Clearly, each HEP is different, some have greater resources than others, which will be reflected in the individual experience of the student after disclosure. It is unfortunately not smooth, with long waiting lists, underfunded wellbeing and disability teams, (cuts in the NHS), and, importantly, the student themselves often not knowing what or where to access support,especially as each HEP’s student support services may be set up differently. However, This is not to underplay the huge efforts made by wellbeing and disability teams.

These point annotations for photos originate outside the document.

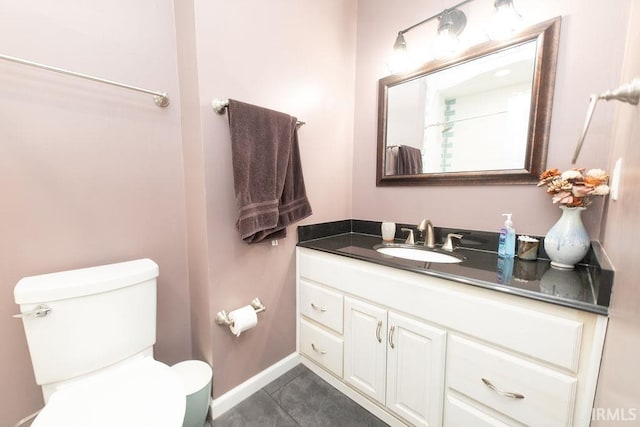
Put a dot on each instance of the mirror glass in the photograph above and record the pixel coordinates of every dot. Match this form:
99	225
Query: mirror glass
483	117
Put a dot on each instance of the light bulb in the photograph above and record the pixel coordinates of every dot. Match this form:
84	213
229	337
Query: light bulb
400	60
505	21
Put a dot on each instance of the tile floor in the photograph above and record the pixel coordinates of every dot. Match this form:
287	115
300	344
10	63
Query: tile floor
298	398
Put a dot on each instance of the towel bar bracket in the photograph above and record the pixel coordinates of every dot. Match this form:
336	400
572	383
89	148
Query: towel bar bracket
220	107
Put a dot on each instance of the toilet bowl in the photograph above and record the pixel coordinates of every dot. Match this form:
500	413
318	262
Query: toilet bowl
90	334
142	393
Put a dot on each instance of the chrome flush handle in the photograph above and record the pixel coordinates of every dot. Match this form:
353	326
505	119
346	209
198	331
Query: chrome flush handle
38	311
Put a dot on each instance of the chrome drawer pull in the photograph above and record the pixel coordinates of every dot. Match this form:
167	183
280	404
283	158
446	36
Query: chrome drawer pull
316	308
393	328
502	392
378	329
313	346
38	311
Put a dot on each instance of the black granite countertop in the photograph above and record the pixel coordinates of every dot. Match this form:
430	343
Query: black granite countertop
587	287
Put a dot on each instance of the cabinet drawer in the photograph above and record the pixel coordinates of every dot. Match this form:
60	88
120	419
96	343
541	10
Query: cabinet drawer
487	375
322	305
321	346
460	414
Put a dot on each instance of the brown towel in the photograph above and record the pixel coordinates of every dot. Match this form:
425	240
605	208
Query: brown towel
267	172
409	160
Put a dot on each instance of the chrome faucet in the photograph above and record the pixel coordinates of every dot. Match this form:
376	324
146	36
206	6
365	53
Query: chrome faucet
429	240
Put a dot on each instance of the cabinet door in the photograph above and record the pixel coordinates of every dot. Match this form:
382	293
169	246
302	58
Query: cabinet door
415	370
365	347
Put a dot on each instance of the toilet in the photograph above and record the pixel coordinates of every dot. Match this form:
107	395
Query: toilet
90	334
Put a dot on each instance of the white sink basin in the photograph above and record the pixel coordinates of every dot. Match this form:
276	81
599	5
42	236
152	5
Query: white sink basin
418	253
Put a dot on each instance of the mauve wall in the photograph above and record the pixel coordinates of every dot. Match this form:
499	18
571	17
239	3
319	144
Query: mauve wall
296	57
590	60
90	174
619	388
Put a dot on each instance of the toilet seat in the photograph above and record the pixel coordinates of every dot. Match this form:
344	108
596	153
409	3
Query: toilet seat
143	393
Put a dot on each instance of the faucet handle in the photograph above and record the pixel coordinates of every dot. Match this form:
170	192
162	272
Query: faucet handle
410	240
450	244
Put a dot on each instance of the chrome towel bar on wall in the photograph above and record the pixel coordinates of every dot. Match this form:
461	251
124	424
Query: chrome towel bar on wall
160	98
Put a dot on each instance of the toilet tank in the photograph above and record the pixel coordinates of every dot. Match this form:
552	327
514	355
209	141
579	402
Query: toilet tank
99	316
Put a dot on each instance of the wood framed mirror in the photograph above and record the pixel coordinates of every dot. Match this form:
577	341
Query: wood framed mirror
482	117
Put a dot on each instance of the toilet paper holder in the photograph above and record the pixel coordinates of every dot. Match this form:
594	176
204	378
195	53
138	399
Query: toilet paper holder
222	318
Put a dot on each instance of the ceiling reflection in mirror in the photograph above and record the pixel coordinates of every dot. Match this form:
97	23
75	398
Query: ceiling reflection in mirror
481	118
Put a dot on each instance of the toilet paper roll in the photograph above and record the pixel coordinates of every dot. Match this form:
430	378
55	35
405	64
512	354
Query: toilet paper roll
243	318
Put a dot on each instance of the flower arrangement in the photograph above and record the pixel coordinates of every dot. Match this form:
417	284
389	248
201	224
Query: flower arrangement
575	187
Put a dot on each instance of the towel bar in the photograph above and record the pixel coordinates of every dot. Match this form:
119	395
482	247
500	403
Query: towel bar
220	107
160	98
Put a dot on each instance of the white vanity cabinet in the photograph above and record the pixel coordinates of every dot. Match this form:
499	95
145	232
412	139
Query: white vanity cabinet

In UMO’s experience, many students are unaware of how to  get support as they transition to university. UMO (a not for profit specialist mental health and neurodiversity service for students and staff in the Higher Education sector) works with thousands of UK and international students with mental health and/or neurodivergent challenges from over 100 UK universities across the country, researching and analysing every step of the way. It is evident a new system is required so universities have a clear understanding of a student’s needs as soon as they arrive and how this might change over time, and the student has a clear understanding of their needs and what works for them.

To this end UMO has developed a Mental Health, Neurodiversity, Disability and Wellbeing Passport, which is already backed by Student Minds, UMHAN, Nightline, Thrive LDN and Good Thinking. We hope that it can be implemented across the sector to not only support the School/College transition into university, a particularly vulnerable period for students, but for the whole student lifecycle and the move into the working world. By recording their key information as well as storing vital documents (assessments, reports, letters), the passport ensures both the individual student and the university have a shared understanding of how best to provide support.

By asking key questions via an AI personal assistant, the passport forms a unique record about the student and what works for them —strategies, techniques, their triggers, signs and symptoms, support network, trusted contacts, and  services they can link with if needed, such as Shout. Assessments and reports can also be stored securely within a vault. This approach ensures the student is always an active participant, allowing them to manage their information and take responsibility.

The passport gives the students agency, something advocated by Student Minds (Tressler, R. 2021). It gives students control of what they choose to share and with whom. But it goes further, as it recognises the need for support after disclosure,creating an ethical approach to disclosure. Each student can access a level of support from a Higher Educational clinical professional, giving the student sound guidance and support via a chat system, in case support services are delayed or not yet joined-up.

The Passport, aka OneSpace, aims to promote psychologically safe environments for students at university whilst working on reducing the stigma of having a need and requiring help for that need. Its importance has already been advocated by Professor Edward Peck and The Higher Education Mental Health Implementation Taskforce. Indeed, it also corresponds to a wider initiative of an NHS app, which holds patient records thus promoting transparency, agency and patient centredness. Crucially,  at the Higher Education level,it aims to join the dots, supporting a Whole University Approach by bringing key information together, so everything is within One Space and can be shared easily. It gives students much needed agency, yet recognises the need for support post-disclosure for all students, but especially for those students who may not turn up to services or know how to ask for help.